If you’re of First Nations ancestry, you probably don’t have much trust in your doctor, Rick Lightning says.
That’s because Indigenous peoples have lived with decades of mistreatment by Canada’s health-care system, where they were required to attend racially segregated, overcrowded and underfunded Indian hospitals such as the Charles Camsell in Edmonton, Lightning said. Those hospitals were so rife with abuse and malpractice that they are now the subject of a $1.1-billion class-action lawsuit.
“We never got the best of anything, including medicine,” said Lightning, an elder from Maskwacis. “We were looked at as lower-class citizens.”
Lightning was one of the many elders and experts on hand at Poundmaker’s Lodge Wednesday to teach about 100 University of Alberta family medicine students about the Indigenous experience with health care.
This was the second time the U of A has held one of these Indigenous Health Academy days and the first time it had done so at Poundmaker’s, said organizer Cara Bablitz, a doctor of family medicine at the U of A.
“There are many health inequalities that Indigenous people face,” she said, including higher rates of diabetes and infant mortality and 15 years less life expectancy.
Many of these inequalities are rooted in Canada’s past treatment of Indigenous peoples and inter-generational trauma, Bablitz said. Today’s doctors have a duty to address these inequalities in order to affect reconciliation. Poundmaker’s past efforts in this area and its network of knowledgeable elders made it a great fit for this teaching event.
History and health
Students heard talks about Canada’s Indigenous history, spoke with elders about their experiences with the health-care system and experienced traditional First Nations hoop dancing and drumming.
Alika Lafontaine, an anaesthesiologist and the North Zone medical director for Indigenous Health for Alberta Health Services, said research shows that Indigenous patients experience abusive or ignorant treatment from doctors and nurses at a much higher rate than others, often alongside explicit racism. This has been going on for so many years that many patients see this poor treatment as normal and don’t report these abuses. Doctors, meanwhile, may believe that it’s OK to skimp on treatment for Indigenous patients or that their patients won’t bother to follow their advice.
“All those things colour the patient experience,” Lafontaine said.
Second-year med student Parker Vandermeer said he could sense a divide between himself and his patients when he worked on First Nations reserves up north a few years ago. That’s a problem as, if you don’t have a good relationship with your patients, they won’t listen to your advice.
“What we need more of is exposure,” he said, as today’s med students get little education on Indigenous peoples.
Vandermeer said Wednesday’s forum helped him better appreciate the inter-generational impacts of residential schools and made him more open to asking patients about how Canada’s Indigenous history had affected them.

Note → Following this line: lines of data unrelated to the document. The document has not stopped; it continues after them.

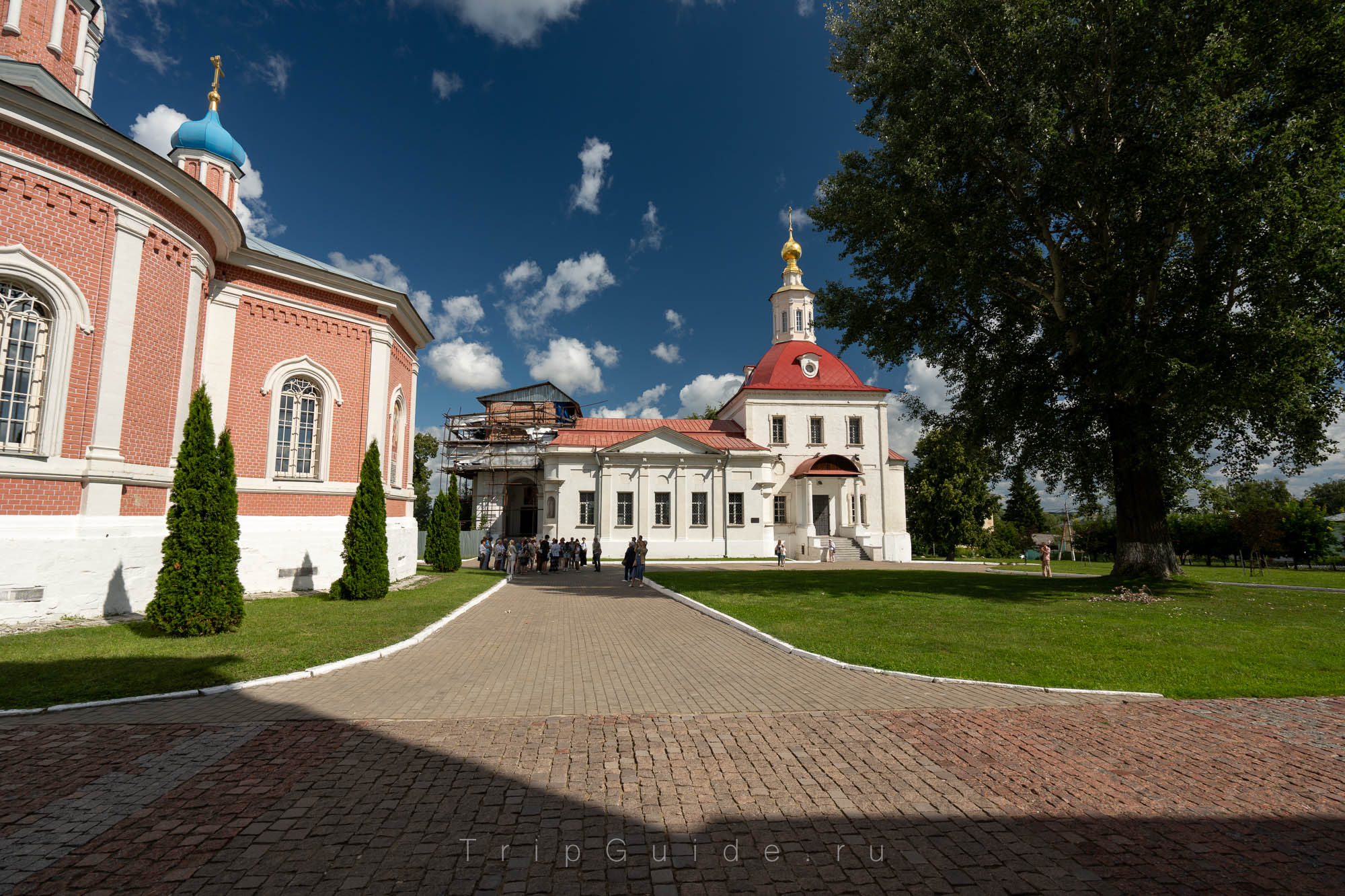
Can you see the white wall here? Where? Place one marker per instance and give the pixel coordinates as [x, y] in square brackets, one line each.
[99, 565]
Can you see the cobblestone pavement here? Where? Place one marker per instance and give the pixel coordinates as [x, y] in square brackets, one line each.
[575, 645]
[1144, 798]
[576, 737]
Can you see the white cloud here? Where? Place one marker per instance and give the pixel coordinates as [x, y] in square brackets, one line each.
[454, 317]
[566, 290]
[445, 84]
[653, 237]
[594, 157]
[521, 275]
[607, 356]
[664, 352]
[567, 362]
[801, 218]
[514, 22]
[708, 391]
[155, 131]
[466, 365]
[274, 72]
[645, 405]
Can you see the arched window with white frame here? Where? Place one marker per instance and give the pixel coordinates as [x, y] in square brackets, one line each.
[25, 334]
[299, 428]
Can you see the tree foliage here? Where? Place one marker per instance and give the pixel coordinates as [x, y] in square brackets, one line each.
[948, 493]
[1024, 507]
[365, 545]
[1113, 227]
[198, 591]
[424, 450]
[443, 545]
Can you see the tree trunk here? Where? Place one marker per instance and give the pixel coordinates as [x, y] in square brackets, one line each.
[1144, 542]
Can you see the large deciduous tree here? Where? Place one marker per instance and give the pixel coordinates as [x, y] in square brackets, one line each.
[948, 493]
[1114, 227]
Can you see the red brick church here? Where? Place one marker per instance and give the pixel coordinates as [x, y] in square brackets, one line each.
[126, 282]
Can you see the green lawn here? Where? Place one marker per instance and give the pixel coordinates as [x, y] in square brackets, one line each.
[1211, 641]
[1200, 572]
[279, 635]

Lafontaine encouraged students to practice “reflective care,” where they think about the evidence and processes they use to make their decisions instead of relying on snap judgments. Instead of deciding a patient with flank pain must have a kidney stone because they’re Indigenous, for example, run the tests you need to confirm it.
Lightning advised students to ask Indigenous patients about their ancestry and background as a starting point, noting that there were many tribes, languages and traditions out there.